I found a recipe for Scotch shortbread in Mimi’s tattered copy of Joy of Cooking, so that seemed like a good place to start. I went online and read about standard ingredient ratios for shortbread and the history of shortbread (it was first made in Scotland out of oat flour). Oat flour sounded like a good idea to me at first, since I could then share the cookies with my gluten-free friends. My oat flour and olive oil shortbread was a mess of crumbs, though.
Four batches of shortbread later, I have finalized my own shortbread recipe. I think Mimi would approve. I ended up using white whole wheat flour, which holds together a little better than the oat flour and is more manageable than whole wheat pastry flour. I added sea salt to enhance the complex flavors found in the olive oil. I also had the best luck with baking the shortbread in a square baker; no matter how long I chilled the dough, it was still difficult to shape into rounds. The method written below yielded the best texture and flavor. Be sure to follow the instructions about cooling the shortbread a little before slicing or it will crumble on you.
- 3 cups white whole wheat flour
- 1¼ cups powdered sugar (yields sweet shortbread, scale back to 1 cup or just ¾ cup for less sweet/more savory cookies)
- 1 teaspoon fine grain sea salt salt
- 1 tablespoon chopped fresh rosemary
- 2 lemons (preferably organic), zested
- 1 cup California Olive Ranch Everyday Extra Virgin Olive Oil
- Preheat the oven to 325 degrees Fahrenheit. In a medium-sized mixing bowl, whisk together the flour, sugar, salt, rosemary and lemon zest. Pour in the olive oil and stir until all of the dry mixture is incorporated.

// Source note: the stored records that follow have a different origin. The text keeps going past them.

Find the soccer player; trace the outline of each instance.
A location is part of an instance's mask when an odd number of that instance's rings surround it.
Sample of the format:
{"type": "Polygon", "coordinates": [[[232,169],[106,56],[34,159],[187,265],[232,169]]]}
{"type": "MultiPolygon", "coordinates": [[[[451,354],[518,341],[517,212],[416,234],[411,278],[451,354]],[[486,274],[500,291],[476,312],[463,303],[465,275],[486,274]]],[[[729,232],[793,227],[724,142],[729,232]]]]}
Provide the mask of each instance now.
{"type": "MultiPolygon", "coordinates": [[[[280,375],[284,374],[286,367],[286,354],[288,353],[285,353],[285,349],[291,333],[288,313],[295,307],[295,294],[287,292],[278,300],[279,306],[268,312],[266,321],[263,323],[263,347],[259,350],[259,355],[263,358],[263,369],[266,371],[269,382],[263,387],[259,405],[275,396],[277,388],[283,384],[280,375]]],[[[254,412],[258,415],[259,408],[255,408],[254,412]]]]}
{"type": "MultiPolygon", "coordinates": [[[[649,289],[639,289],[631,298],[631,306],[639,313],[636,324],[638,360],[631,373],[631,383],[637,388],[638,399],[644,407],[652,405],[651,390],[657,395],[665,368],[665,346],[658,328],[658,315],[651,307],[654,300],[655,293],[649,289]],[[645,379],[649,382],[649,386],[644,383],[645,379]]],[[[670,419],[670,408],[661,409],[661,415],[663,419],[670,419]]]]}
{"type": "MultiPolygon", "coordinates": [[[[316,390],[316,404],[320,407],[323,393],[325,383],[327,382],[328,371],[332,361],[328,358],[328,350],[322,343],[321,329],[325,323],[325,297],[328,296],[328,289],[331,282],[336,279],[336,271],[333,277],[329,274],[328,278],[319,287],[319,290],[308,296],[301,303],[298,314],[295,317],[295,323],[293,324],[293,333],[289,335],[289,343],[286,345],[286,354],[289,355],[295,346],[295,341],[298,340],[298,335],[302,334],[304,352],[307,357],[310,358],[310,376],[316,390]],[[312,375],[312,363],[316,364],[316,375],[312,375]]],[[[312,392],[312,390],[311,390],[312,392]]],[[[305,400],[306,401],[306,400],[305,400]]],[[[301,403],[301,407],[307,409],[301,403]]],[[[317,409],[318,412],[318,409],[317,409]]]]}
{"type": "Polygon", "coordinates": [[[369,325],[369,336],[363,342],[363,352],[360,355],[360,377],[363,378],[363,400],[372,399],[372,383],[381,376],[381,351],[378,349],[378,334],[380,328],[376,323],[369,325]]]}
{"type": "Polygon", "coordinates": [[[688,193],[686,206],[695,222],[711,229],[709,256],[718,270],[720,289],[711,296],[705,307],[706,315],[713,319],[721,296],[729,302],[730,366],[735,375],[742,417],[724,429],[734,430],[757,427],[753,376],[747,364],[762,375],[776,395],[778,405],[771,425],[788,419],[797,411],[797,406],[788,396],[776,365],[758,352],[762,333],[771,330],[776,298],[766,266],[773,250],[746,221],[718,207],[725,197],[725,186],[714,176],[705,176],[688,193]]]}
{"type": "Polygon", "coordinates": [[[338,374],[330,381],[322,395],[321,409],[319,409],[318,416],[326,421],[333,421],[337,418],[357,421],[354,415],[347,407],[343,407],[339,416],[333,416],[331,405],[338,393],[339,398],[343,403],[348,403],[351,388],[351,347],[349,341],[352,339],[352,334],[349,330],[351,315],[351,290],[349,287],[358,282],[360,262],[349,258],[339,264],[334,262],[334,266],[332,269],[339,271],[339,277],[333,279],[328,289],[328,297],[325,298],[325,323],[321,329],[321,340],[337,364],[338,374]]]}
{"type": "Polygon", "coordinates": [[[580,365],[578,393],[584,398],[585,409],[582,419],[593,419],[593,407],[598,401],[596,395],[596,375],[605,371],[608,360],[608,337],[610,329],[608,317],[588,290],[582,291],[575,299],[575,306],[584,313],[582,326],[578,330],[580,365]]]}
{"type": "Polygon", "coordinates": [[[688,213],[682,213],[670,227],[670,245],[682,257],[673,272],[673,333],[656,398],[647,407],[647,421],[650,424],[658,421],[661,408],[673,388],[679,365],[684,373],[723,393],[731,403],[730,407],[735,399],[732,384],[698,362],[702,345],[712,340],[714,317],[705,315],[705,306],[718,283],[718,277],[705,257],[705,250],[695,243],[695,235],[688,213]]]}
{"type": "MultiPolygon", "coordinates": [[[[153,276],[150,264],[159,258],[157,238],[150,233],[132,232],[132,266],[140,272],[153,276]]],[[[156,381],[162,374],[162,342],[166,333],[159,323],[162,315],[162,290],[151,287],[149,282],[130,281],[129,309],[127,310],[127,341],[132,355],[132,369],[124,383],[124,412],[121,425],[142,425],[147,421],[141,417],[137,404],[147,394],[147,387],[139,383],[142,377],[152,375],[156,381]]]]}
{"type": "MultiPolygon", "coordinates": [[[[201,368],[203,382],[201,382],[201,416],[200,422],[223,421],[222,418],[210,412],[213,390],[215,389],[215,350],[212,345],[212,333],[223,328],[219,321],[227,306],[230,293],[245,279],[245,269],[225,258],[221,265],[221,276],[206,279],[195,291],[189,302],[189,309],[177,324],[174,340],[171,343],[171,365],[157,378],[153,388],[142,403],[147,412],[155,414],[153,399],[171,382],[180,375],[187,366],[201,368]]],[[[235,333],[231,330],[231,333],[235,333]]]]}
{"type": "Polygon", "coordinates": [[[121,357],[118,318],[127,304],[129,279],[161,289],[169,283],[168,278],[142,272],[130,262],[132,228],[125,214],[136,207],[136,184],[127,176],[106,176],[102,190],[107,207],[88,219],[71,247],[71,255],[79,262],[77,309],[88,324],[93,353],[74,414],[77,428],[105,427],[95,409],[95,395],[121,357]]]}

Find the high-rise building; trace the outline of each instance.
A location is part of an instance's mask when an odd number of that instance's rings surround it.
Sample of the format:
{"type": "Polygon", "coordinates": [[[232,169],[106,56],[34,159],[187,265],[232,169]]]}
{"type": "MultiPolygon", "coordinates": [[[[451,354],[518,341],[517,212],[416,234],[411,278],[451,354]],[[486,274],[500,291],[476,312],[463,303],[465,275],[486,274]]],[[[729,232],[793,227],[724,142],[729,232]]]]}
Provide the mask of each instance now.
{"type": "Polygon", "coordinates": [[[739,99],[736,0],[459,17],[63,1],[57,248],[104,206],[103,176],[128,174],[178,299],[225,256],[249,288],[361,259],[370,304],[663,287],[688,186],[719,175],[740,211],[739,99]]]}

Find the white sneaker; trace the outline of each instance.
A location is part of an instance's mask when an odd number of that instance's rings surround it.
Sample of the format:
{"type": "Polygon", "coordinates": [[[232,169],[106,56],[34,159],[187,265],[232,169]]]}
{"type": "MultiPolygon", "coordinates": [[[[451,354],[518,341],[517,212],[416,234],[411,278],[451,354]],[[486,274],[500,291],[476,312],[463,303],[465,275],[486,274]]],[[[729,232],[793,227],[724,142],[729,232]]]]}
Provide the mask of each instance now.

- Transfer the dough to a 9 by 9-inch baker (my porcelain one didn't require greasing, but you might want to grease your pan first to be safe). Use your fingers to squish the dough into an even layer. Prick the surface of the dough all over with a fork (a diagonal pattern looks nice). Bake until the surface feels firm to the touch and is lightly golden around the edges (keep an eye on it), about 45 to 55 minutes.
- Remove from oven and let the pan cool for 20 minutes. Then, using a very sharp knife, slice the shortbread into 8 even columns and 4 even rows (cookies will be roughly 1 inch wide by 2½ inches long). Try to let the cookies cool before using a small spatula to remove them from the pan, or serve them directly from the pan.
- Recipe adapted, through trial and error, from Joy of Cooking and Wendy Paul Creations.
- Yields about 32 cookies.
- I think a gluten-free flour blend would work well here. If you want to try using oat flour, you'll need to use at least 3½ cups (or more) since oat flour weighs less by volume than whole wheat flour.
- *Make your own powdered sugar: pour 1 cup sugar into a blender or food processor and blend until fine and fluffy. I used fine grain organic cane sugar.
- Recipe updated 12/22: temperature reduced by 25 degrees and baking time extended to reduce browning of the olive oil. Many, many apologies to anyone whose shortbread got too toasty around the edges. 350 degrees works great if you chill the dough before baking, but 325 is best for room temperature dough.
Disclaimer: This post is sponsored by California Olive Ranch and I received compensation for my participation. Thank you for supporting the sponsors who allow me to serve up more recipes. Opinions are my own, always.